Before spring break, there were two protests in front of the Old Main, not just over the list of demands but also news that UA President Ann Weaver Hart had accepted a board position worth $70,000 a year (on top of Hart's $665,500 compensation package as of this year) with the for-profit college firm DeVry Education Group—currently being sued by the Federal Trade Commission and in trouble with the U.S. Department of Veterans.

Before the letter came out, Hart met with each minority group on separate occasions. When Hart met with LGBTQ Affairs, Hermanson says she "did a lot more talking that listening." The group got 30 minutes with Hart, "and in our meeting she interrupted us 41 times, this is while we were telling her our stories."

From the listening sessions and demand letter came the new diversity task force, which is supposed to address the groups' concerns about the way the UA administration is handling these issues. On March 30, Hart announced UA Confluence Center for Creativity Director Javier Duran; Bryan Carter, associate professor of Africana studies; and Tannya Gaxiola, UA assistant vice president for community relations and chair of the UA Diversity Coordinating Council, will lead the task force.

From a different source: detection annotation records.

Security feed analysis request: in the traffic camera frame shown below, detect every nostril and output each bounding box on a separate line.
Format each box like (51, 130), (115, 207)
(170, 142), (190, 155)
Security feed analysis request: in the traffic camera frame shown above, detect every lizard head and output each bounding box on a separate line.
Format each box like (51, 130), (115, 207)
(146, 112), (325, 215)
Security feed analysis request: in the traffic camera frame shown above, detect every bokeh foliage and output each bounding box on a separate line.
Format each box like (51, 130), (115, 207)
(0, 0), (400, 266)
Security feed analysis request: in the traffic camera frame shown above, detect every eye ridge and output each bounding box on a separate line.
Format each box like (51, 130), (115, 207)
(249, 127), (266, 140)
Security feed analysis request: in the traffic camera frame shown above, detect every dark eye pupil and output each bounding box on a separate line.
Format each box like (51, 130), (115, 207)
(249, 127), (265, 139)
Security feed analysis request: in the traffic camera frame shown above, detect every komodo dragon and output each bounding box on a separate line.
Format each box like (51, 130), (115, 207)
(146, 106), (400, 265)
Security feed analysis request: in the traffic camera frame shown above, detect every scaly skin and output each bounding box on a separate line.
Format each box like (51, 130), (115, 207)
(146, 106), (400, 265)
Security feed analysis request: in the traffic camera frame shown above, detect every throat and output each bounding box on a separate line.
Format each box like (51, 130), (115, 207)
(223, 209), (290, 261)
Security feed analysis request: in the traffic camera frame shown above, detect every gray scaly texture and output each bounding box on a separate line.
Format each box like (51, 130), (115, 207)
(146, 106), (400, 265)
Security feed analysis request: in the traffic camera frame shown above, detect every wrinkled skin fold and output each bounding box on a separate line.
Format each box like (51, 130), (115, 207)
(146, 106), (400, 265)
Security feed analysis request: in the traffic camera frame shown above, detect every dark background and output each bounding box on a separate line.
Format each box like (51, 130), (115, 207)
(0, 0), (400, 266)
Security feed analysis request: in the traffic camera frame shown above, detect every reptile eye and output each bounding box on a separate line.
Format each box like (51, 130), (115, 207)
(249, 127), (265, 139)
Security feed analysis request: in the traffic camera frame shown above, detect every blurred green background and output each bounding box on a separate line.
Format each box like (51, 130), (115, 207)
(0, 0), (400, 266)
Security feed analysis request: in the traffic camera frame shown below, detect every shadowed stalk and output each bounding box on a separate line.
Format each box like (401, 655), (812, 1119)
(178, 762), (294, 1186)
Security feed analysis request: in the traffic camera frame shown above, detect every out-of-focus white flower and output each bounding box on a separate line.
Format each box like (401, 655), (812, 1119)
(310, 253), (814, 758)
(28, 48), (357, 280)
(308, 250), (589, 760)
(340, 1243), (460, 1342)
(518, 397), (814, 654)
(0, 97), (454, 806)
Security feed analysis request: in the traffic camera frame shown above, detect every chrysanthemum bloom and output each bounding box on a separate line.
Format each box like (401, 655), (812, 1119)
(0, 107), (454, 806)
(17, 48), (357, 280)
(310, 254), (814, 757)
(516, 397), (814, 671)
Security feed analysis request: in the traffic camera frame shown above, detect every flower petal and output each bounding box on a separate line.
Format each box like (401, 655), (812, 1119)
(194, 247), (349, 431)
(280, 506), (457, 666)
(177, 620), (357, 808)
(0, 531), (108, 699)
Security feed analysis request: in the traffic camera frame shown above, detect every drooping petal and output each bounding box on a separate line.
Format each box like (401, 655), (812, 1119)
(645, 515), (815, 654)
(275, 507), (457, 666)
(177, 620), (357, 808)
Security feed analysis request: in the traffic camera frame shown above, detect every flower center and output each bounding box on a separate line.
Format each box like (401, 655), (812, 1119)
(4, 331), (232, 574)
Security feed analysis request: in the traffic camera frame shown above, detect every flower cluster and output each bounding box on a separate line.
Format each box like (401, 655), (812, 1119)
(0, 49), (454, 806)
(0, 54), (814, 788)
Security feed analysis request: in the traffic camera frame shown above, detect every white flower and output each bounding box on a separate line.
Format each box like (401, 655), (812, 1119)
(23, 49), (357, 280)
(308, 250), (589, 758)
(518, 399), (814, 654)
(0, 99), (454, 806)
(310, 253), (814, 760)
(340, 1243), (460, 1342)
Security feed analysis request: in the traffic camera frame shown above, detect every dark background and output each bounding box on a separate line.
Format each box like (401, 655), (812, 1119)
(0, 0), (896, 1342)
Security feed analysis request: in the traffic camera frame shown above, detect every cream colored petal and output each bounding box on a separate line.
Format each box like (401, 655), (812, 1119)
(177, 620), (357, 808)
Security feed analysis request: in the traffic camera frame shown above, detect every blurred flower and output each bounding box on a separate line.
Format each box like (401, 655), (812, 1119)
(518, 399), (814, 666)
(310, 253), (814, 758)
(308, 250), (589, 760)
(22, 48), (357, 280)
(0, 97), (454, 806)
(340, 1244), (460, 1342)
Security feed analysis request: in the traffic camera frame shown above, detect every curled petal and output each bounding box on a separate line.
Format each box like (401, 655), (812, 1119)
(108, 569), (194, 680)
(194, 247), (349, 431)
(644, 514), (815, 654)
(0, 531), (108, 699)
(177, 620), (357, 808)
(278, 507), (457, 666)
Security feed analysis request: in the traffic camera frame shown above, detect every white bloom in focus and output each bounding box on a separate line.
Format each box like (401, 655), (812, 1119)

"It will be the work of university staff, faculty, and students to implement the recommended actions coming from the task force and to report the results of those activities back to the campus community," Hart says in a statement on the UA website. "I want to be very clear that their perspectives and experiences are absolutely vital to this process, but that the students with whom I have met should not be seen as responsible for designing the UA's response, nor should the burden of our response rest on their shoulders when they are working to be successful in their studies. Our goal is to unify the University of Arizona and to work together to become a more inclusive, diverse and safe community, and I envision that others will be involved as the task force moves forward with its work."

Hermanson says she is offended that the UA has for long used diversity as a shiny object to attract and retain new students. She complains that Hart sees the UA as a business and each student that enrolls as a big fat dollar sign. While she believes that there are good people who want the best for all students, she wants an end to what she sees as a culture of impunity toward racism, homophobia, transphobia and sexism.

The marginalized students have been meeting every week. After the demand letter came out, they had to deal with several media reports, one in specific that came from an alternative publication in Phoenix, where, they say, the author ridiculed the call for free tampons, asked if the marginalized students are going to propose more tuition increases or state support to cover the cost of these demands, and ignored the serious allegations noted in the letter. But that was expected, Hermanson says. Oftentimes, she says, minorities have the burden of having to prove any type of discrimination.

This week, Hermanson turned in signatures to hopefully qualify for the UA student Senate ballot because, she says, minorities need a voice at all levels of the university.

"Changes have to come from everywhere," she says. She promised that the list of demands was merely the beginning.

"As minority students knowing there are going to be other minority students coming into this campus, we feel it is our obligation to say that this isn't a safe place for them," Hermanson says. "I love the UA in a lot of ways, but I am not gonna lie to a group of queer students in high school, who are looking for a safe place, about whether or not this is gonna be a place where they can get an education and develop as humans."